Quantitative research in Malaysia will target the logistics and supply chain sectors. This is selected to examine the HRM practices in a particular geographical and scalar state, as has been recently done in other world domains like Pakistan and China, where the influence of HRM on supply chain efficiency has been investigated (Hussain, Khan & Khan, 2020; Ding et al., 2015). Participants will be chosen through a purposive sampling technique. However, this kind of research usually targets an organization’s specific group or role (Mendoza-Fong et al., 2020; Wahyuni & Sugiarto, 2023) explicitly, thus ensuring the research sample is in line with the population research.
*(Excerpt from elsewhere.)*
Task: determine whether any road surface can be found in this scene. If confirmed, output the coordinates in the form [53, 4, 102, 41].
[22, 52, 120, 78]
The structured questionnaires will be developed as the primary data collection instrument to measure the HRM practices and their perceptions regarding their impact on supply chain performance. This approach is consistent with prior research that collected information about HRM practices and measures using surveys (Gowen & Tallon, 2003; Ali, 2024; Chen, Tsai & Oen, 2022). The data generated from the questionnaires will be analysed using Statistical software like SPSS or PLS-SEM to discover the association between HRM practices and supply chain performance. Some techniques, such as regression analysis and structural equation modelling, will be applied to test hypotheses as well as validate the findings (for example, Mendoza-Fong et al., 2020; Ding et al., 2015; Wahyuni & Sugiarto, 2023).

Sampling procedure

Sampling describes the strategy and method for choosing samples from a population group as well as the technical formula for estimating sample statistics. It is an ideal for the study’s time and financial limitation as well as the great complexity of surveying so many people. By conducting a general population survey, researchers are able to gather specific kinds of information. In addition, extrapolating population parameter estimations will be done using samples taken from a specific population. As a result, we will only include one sample group in this research. Krejcie and Morgan (1970) developed a method to calculate sample size based on the size of the population, providing a useful tool for researchers. Table 2 displays the guidelines for determining the appropriate sample size corresponding to different population size.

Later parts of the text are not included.